03 Januar 2020

Gottfried Keller: Der grüne Heinrich 1. Fassung - Graf und Tochter

In der 1. Fassung begegnet Heinrich schon kurz hinter der deutschen Grenze dem Grafen und dem Mädchen, das er später als Dortchen Schönfund kennen lernt und entwickelt ein geheimes Einverständnis mit ihr.

"Deswegen ließ Heinrich auch jetzt seine Augen schweifen, links und rechts vom Wege, und guter Laune wurde in einem ansehnlichen Dorfe Halt gemacht. Der arme fahrende Schüler sah sich an den runden Sondertisch des Gasthauses versetzt und begann eben, still auf seinen Teller schauend, an die heimatliche Mittagstafel zu denken, als ein herrschaftlicher Wagen mit Wappen und Bedienten heranfuhr und seine Inhaber unter großem Geräusch der Wirtsleute in die Stube traten. Es waren eine schöne Dame von etwa dreißig, ein noch schöneres Mädchen von fünfzehn Jahren und ein großer feiner Herr im besten Mannesalter, welcher von dem Wirt untertänigst Herr Graf genannt wurde. Diese Umstände waren hinreichend, um für den unerfahrenen Heinrich ein kleines Abenteuer zu sein. Obgleich er sich gegen allen ungebührlichen Respekt gewappnet fühlte, konnte er doch nicht umhin, einige neugierige Blicke nach diesen überbürgerlichen Wesen hinzuwerfen, von denen er noch keines in der Nähe gesehen hatte und die jetzt am gleichen Tische Platz nahmen.
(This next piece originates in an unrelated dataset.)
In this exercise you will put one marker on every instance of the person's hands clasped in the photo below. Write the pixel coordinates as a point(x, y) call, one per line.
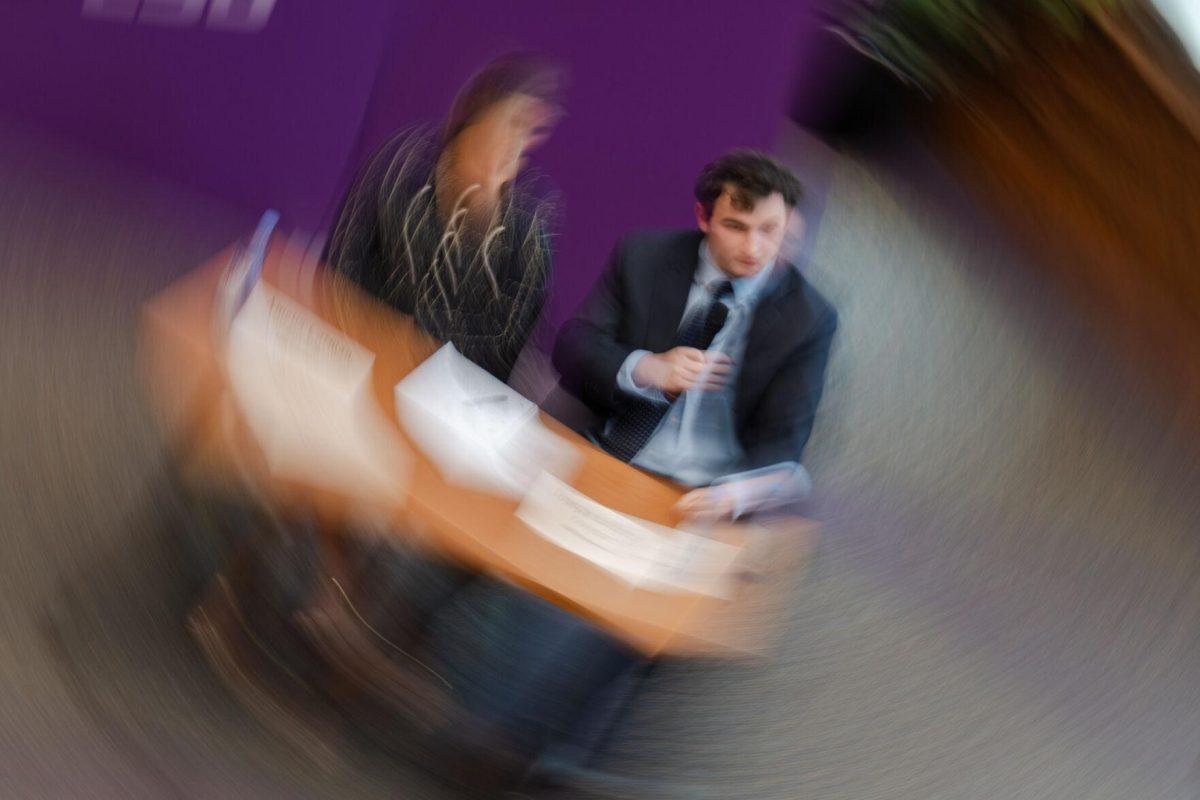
point(708, 504)
point(683, 368)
Das nahe Rauschen und Knistern der seidenen Gewänder machte ihn befangen und behaglich zugleich, und während er sich mit seinen Händen und seinem Eßwerkzeuge möglichst enge zusammenhielt, hätte er sich doch um keinen Preis ganz von seinem Plätzchen hinweglocken lassen; denn wie zwei Frühlingssonnen ruhten die offenen kindlichen Augen des jungen Mädchens auf ihm. Er wagte auch bald das zweite Paar Blicke auszusenden, welche diesmal auf die ältere Dame trafen, wie sie ihn mit einem eiskalten, merkwürdigen Gesichte ansah und gar nicht zu bemerken schien, daß er sie ebenfalls betrachtete. Nachdem sie den rotgewordenen Heinrich eine Weile angesehen hatte, wandte sie ihre Augen wieder von ihm, wie wenn sie nur auf einem Krug oder einem Stuhl geruht hätten, ohne irgend einen jener feinen Übergänge, welche artigen und rücksichtsvollen Leuten in solchen Fällen schnell zu Gebote stehen. [...]
Während dieses Gespräches hatte sich zwischen Heinrich und dem jungen Dämchen ein artiger stummer Verkehr entsponnen. Das Hündchen auf ihrem Schöße blickte beständig nach dem Stückchen Kuchen hin, welches verlassen und unerreichbar auf dem Tische lag, das Mädchen langte danach, Heinrich anblickend, wie um Erlaubnis zu bitten, konnte es aber nicht erreichen, so daß er es ihr näher hinschob. Der Hund mußte nun seine Künste machen, ehe er den Kuchen erhielt, Heinrich legte ein anderes Stück auf die neutrale Mitte des Tisches, von wo es das freundliche Kind wegholte, und so ging es fort, bis der Vorrat verzehrt war. Dabei hatte sie den Fremden nicht mehr angesehen, jedoch so laut und fröhlich zu dem Tierchen gesprochen und die Hände so fest und traulich nach dem Backwerke bewegt, daß er sich wohl als zur Gesellschaft gehörig betrachten durfte, und er erwiderte auch diese Freundlichkeit durch die größte Stille und Bescheidenheit. Als der Graf nun die Damen nach dem Wagen hinaus führte, um dort von ihnen Abschied zu nehmen, grüßte die Kleine unter der Türe Heinrich ganz allerliebst und dieser machte dem unerwachsenen Kinde ein so ernsthaftes Kompliment, als wenn er die ehrwürdigste Matrone vor sich gehabt hätte. [...]"
(Keller: Der grüne Heinrich 1. Fassung, 1. Band 3. Kapitel)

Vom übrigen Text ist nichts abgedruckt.